The Inside Story of How the White House Let Diplomacy Fail in Afghanistan - By Vali Nasr

It was close to midnight on Jan. 20, 2009, and I was about to go to sleep when my iPhone beeped. There was a new text message. It was from Richard Holbrooke. It said, "Are you up, can you talk?" When I called, he told me that Barack Obama had asked him to serve as envoy for Afghanistan and Pakistan. He would work out of the State Department, and he wanted me to join his team. "No one knows this yet. Don't tell anyone. Well, maybe your wife." (The Washington Post reported his appointment the next day.)

I first met Holbrooke, the legendary diplomat best known for making peace in the Balkans and breaking plenty of china along the way, at a 2006 conference in Aspen, Colorado. We sat together at one of the dinners and talked about Iran and Pakistan. Holbrooke ignored the keynote speech, the entertainment that followed, and the food that flowed in between to bombard me with questions. We had many more conversations over the next three years, and after I joined him on Hillary Clinton's presidential campaign in 2007, we spoke frequently by phone.

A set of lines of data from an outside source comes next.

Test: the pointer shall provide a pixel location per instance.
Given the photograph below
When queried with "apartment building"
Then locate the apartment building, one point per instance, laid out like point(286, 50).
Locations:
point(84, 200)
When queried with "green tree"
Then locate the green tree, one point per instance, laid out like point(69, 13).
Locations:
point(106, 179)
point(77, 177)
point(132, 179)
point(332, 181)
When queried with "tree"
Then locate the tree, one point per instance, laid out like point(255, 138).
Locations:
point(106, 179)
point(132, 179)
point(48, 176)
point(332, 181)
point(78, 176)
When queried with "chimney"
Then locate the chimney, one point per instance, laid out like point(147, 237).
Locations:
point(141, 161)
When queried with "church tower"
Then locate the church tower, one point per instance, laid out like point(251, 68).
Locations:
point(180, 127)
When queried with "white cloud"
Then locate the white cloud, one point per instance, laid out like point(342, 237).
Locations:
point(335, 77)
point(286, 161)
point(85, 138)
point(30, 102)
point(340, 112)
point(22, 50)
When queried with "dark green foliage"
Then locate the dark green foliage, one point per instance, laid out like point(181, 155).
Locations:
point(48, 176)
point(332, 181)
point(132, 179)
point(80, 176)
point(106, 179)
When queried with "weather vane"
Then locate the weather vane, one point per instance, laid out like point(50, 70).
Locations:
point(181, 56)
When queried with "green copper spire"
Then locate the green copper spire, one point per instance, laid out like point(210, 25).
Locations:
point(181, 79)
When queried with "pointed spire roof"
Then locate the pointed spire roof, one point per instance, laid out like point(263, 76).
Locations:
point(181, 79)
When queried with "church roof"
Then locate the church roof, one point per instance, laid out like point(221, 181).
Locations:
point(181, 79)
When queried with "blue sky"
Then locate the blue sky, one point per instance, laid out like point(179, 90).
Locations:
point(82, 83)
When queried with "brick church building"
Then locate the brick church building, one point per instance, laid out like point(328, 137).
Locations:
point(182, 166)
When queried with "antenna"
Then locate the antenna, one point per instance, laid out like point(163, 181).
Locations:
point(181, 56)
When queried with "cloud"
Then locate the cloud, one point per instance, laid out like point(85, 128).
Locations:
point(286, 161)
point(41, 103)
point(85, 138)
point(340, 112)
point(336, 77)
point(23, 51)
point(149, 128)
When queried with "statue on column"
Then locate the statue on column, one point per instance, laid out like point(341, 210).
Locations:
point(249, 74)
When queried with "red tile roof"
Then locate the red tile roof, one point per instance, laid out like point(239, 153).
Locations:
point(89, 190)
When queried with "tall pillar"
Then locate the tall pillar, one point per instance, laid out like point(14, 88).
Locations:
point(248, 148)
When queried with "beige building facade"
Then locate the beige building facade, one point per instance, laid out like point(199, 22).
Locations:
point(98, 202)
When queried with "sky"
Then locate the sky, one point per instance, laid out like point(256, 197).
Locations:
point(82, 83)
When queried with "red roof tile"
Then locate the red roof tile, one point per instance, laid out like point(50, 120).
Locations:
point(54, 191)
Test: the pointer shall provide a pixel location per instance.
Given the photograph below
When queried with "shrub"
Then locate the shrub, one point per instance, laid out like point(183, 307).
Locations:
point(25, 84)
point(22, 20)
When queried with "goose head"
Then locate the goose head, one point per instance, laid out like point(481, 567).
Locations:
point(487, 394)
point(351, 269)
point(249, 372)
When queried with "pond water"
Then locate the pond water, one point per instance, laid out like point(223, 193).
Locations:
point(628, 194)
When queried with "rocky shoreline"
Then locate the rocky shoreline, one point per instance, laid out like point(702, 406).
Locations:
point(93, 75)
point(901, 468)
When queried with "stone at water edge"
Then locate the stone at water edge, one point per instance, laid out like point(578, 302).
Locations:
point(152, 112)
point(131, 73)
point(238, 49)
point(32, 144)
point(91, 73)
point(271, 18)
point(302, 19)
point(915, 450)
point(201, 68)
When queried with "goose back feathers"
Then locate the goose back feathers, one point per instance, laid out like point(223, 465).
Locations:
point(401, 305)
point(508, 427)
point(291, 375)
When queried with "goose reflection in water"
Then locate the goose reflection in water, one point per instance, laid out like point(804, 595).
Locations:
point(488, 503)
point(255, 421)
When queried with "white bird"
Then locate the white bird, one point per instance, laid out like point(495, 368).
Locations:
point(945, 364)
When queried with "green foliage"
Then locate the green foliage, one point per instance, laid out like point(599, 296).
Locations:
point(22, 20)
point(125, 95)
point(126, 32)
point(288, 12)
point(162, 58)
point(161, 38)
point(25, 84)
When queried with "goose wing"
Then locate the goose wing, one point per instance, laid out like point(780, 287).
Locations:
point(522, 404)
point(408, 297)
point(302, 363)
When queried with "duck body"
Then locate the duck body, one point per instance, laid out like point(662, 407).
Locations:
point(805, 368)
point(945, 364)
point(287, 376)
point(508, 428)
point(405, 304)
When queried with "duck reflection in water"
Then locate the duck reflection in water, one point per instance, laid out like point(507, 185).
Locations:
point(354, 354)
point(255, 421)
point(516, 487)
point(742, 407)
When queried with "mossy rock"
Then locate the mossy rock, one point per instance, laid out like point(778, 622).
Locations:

Now, making his sales pitch, Holbrooke told me that government is the sum of its people. "If you want to change things, you have to get involved. If you want your voice to be heard, then get inside." He knew I preferred to work on the Middle East and in particular Iran. But he had different ideas. "This [Afghanistan and Pakistan] matters more. This is what the president is focused on. This is where you want to be."

He was persuasive, and I knew that we were at a fork in the road. Regardless of what promises candidate Obama made on his way to the White House, Afghanistan now held the future -- his and America's -- in the balance. And it would be a huge challenge. When Obama took office, the war in Afghanistan was already in its eighth year. By then, the fighting had morphed into a full-blown insurgency, and the Taliban juggernaut looked unstoppable. They had adopted a flexible, decentralized military structure and even a national political organization, with shadow governors and district leaders for nearly every Afghan province. America was losing, and the enemy knew it. It was a disaster in the making.

But Holbrooke, who would have been secretary of state had Clinton won the presidency but had been vetoed by Obama to be her deputy when she accepted the State Department job instead, now insisted to me that he relished the chance to take on what he dubbed the "AfPak" portfolio. "Nothing is confirmed, but it is pretty much a done deal," he told me. "If you get any other offers, let me know right away." Then he laughed and said, "If you work for anyone else, I will break your knees. This is going to be fun. We are going to do some good. Now get some sleep."

Two months later, I was at my desk at SRAP, as the office of the special representative for Afghanistan and Pakistan quickly became known. Those first few months were a period of creativity and hope. Holbrooke had carved out a little autonomous principality on the State Department's first floor, filling it with young diplomats, civil servants, and outside experts like me, straight to the job from a tenured post at Tufts University. Scholars, journalists, foreign dignitaries, members of Congress, and administration officials walked in daily to get their fill of how AfPak strategy was shaping up. Even Hollywood got in on SRAP. Angelina Jolie lent a hand to help refugees in Pakistan, and the usually low-key State Department cafeteria was abuzz when Holbrooke sat down for coffee with Natalie Portman to talk Afghanistan.

People started early and worked late into the night, and there was a constant flow of new ideas, like how to cut corruption and absenteeism among the Afghan police by using mobile banking and cell phones to pay salaries; how to use text messaging to raise money for refugees; or how to stop the Taliban from shutting down mobile-phone networks by putting cell towers on military bases. SRAP had more of the feel of an Internet start-up than a buttoned-up State Department office.